Sunday, August 4, 2013

Bolivia--Part 1

        The country of Bolivia tells a story. For those who wish to fly into the capital of La Paz and then skip across the terrain quickly and efficiently, they will miss the whole tale. But in order to soak it all in, the best way is slowly--on marathon bus journeys through deserts and jungles and mountain ranges, across white-knuckle roads that wind along cliff edges with careless indifference towards plummeting death only a few inches away on either side.
        Bolivia stretches from the mind-numbing expanse of the Chaco desert in the south and the depths of the most impenetrable Amazonian rainforests in the east to the very heavens itself. Most of of the country rests on the altiplano (or high plains) above 10,000 feet of altitude. The borders with Chile and Peru are flanked by the Andes mountains that stand like frost-peaked sages on the distant horizon. Bolivia is often called “the Tibet of the Americas”, a nickname which has as much to do with its comparable geography as its physical and cultural isolation.
        The country is officially titled the Estado Plurinacional de Bolivia (the Plurinational State of Bolivia) and for good reason. In pre-colonial times, due to the steep and treacherous topography, almost every dip and valley in the mountains played host to its own cultural traditions and unique social groups. The Incan empire of the Peruvian highlands never penetrated most of the country and therefore, such independent cultures were able to persist until well after the Spanish conquest. While there was undoubtedly much inter-communication and trade among these myriad of cultures, especially between the altiplano and the low-lying tropical areas (where the infamous Bolivian coca plants are cultivated), it is cultural diversity which best defines Bolivia.
        In the latest census, there were still 35 different languages (other than Spanish) being spoken throughout the country, most of those being preserved in far-flug and isolated rural mountain villages.
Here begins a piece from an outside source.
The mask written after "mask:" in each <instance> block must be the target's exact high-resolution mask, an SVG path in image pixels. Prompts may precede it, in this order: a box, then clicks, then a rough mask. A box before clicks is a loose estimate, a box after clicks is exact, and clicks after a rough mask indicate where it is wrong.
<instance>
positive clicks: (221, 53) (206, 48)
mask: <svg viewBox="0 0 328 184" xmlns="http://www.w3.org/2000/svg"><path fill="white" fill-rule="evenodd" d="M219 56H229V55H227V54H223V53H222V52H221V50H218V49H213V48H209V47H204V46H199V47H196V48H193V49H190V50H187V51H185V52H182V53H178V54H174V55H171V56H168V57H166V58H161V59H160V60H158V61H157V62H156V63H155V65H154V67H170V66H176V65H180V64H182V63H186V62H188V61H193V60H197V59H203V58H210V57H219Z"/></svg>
There are several dialects of Bolivian Quechua and Bolivian Guarani, which differ greatly from the Quechua and Guarani spoken in neighboring Peru and Paraguay, respectively. When I tried to speak Guarani (the dialect of Guarani I have learned over the course of 2 years living in Paraguay) with a campesino woman from the Chaco lowlands, it was as if we were speaking two entirely different languages. In reality we were. Some of the sounds, specifically the nasal intonations and inflections, were the same, but the vocabulary and the words couldn't have seemed more different.
        International politics, especially as of late, would paint Bolivia as a rouge leftist nation continually butting heads with American economic imperialism. And perhaps on one level, that is correct. But such things are the playing fields of politicians and policy makers. On the ground, with the people in the cities and towns, one gets a very different impression. Bolivians are a proud and beautiful people whose traditional cultures have survived while in many other places around the world such history has either withered into obscurity or become unrecognizably commodified. Bolivia is considered one of the most traditional countries in Latin America and that is more than evident in the brightly-colored, Quechua filled market places.
        Many women of Bolivia still dress in the iconic cholita style (although these styles differ greatly in detail and name in different parts of the country). This style often includes knee-length or longer plain skirts, often worn in multiple layers to combat the cold mountain winds, as well as 19th century English bowler hats. This specific “style” is not traditional insofar as it is not indigenous in origin; instead this was the mode of dress imposed on many Bolivians by the British bankers and opportunists who unofficially filled the power-vacuum left by the defeated Spanish colonial rulers following independence. Still, it is ironic that the world's largest market for industrial-era European head-wear exists today in the most isolated and culturally diverse country of Latin America.
        The last piece of the cholita style (and my absolute favorite) is the hair-braiding. I am not sure whether this is as well British in origin or whether perhaps this aspect reaches deeper into Bolivian history than that, but irregardless, it is gorgeous. For the traditional Bolivian women, their silky black hair is grown out for almost their whole lives. This is then fashioned into two elegant, long braids—one on each side—that often stretch below their waist. As with many fashions, there are communicative subtleties woven into the tradition that are not decipherable to outsiders—the length of the braids is a mark of experience and age, the exact angle and jaunt of the bowler hats indicates marital status, among others.
       So much more to say, but this should be good enough for now.